Nearly a century later in Toronto, Edward Wu, 15, a student at Agincourt Collegiate Institute and at the Royal Conservatory of Music, played that violin for the students, but first he warmed up in an impromptu recital in the synagogue’s entrance hall. He played a violin concerto by Wolfgang Korngold, a Jewish Austrian former child prodigy who emigrated to America in the 1930s and was later a major Hollywood composer.
Korngold dedicated that piece to Alma Mahler, widow of Gustav, the famous composer and Korngold’s mentor. Mahler’s niece, Alma Rosé, who came to be known as “Frau Alma,” figured prominently in a story Avshalom told the gathered children about Violette Jacquet-Silberstein, born in Romania in 1925 to Jewish-Hungarian parents.
Violette’s mother said she should learn the violin because you never know when it might be useful, and so she did, but was not very good.
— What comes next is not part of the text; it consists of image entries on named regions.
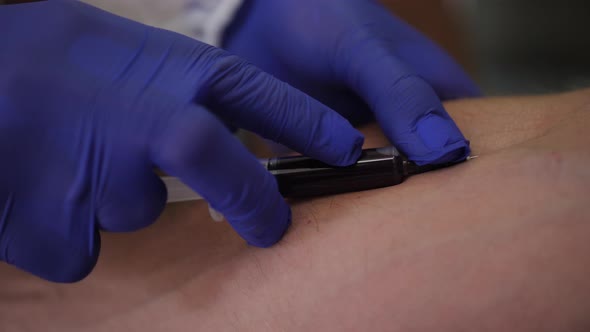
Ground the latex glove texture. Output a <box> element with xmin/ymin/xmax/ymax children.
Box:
<box><xmin>224</xmin><ymin>0</ymin><xmax>479</xmax><ymax>164</ymax></box>
<box><xmin>0</xmin><ymin>0</ymin><xmax>363</xmax><ymax>282</ymax></box>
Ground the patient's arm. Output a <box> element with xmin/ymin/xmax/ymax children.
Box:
<box><xmin>0</xmin><ymin>91</ymin><xmax>590</xmax><ymax>332</ymax></box>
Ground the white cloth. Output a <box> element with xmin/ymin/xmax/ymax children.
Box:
<box><xmin>82</xmin><ymin>0</ymin><xmax>242</xmax><ymax>46</ymax></box>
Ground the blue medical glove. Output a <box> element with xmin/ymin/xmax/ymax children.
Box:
<box><xmin>0</xmin><ymin>0</ymin><xmax>363</xmax><ymax>282</ymax></box>
<box><xmin>224</xmin><ymin>0</ymin><xmax>478</xmax><ymax>164</ymax></box>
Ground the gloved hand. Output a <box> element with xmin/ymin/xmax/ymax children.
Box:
<box><xmin>0</xmin><ymin>0</ymin><xmax>363</xmax><ymax>282</ymax></box>
<box><xmin>224</xmin><ymin>0</ymin><xmax>478</xmax><ymax>164</ymax></box>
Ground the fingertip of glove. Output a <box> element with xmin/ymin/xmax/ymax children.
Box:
<box><xmin>404</xmin><ymin>112</ymin><xmax>471</xmax><ymax>165</ymax></box>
Later in Auschwitz, separated from her parents whom she would never see again, she auditioned for the Women’s Orchestra under Frau Alma’s leadership, barely making the cut, but benefitting all the same from easier conditions given to musicians. As the war neared a close and retreating Germans prepared to move prisoners of Auschwitz to Bergen-Belsen, Frau Alma saved Violette’s life by falsely telling a guard he could not hurt her because she was her finest violinist.
Her violin is on display, made by Jerome Thibouville in France around the turn of the century. It has been refurbished and strung, but Violette never played it again after liberation, which is common among concentration camp musicians who were no longer forced to play to survive.
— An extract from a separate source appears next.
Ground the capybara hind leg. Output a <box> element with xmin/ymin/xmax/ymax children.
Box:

Several Toronto elementary schools have toured the exhibit recently on field trips. Last Thursday, one class listened to Rita Starkman, whose birth in 1941 makes her one of the youngest living Holocaust survivors. She told them her harrowing story of being given over as an infant to people her parents hoped could keep her safe, but how she was left on a train, which led to adoption by a Polish Catholic woman, and eventually to a traumatic reunion with her birth parents who tried to claim her back. Returned to them by a court, she grew up in Canada and like many survivors has had the poignant experience of returning as an adult to Poland and to the people who once cared for her.
The school tours also did a scavenger hunt for details in the exhibit, and participated by adding a card to a wall under the banner “I HOPE FOR:” A few were cheeky, such as the student who wrote “me and my mom to get the Bruse spring-steen tickets.” But wishes for peace were overwhelming.
The students were invited to reflect with these words by Rabbi Levi Gansburg: “If we can remember that we are all connected, each representing a part of the greater unity in our universe, then we can truly respect one another, in how we speak to one another and how we treat each other’s possessions. Let us cherish our families, choose kindness over harm, and extend our respect to all living beings, including animal life. May we also find the strength to uphold and respect the rule of law, so that our society may flourish in harmony and integrity, and never again should any group endure the unimaginable pain of events like the Holocaust.”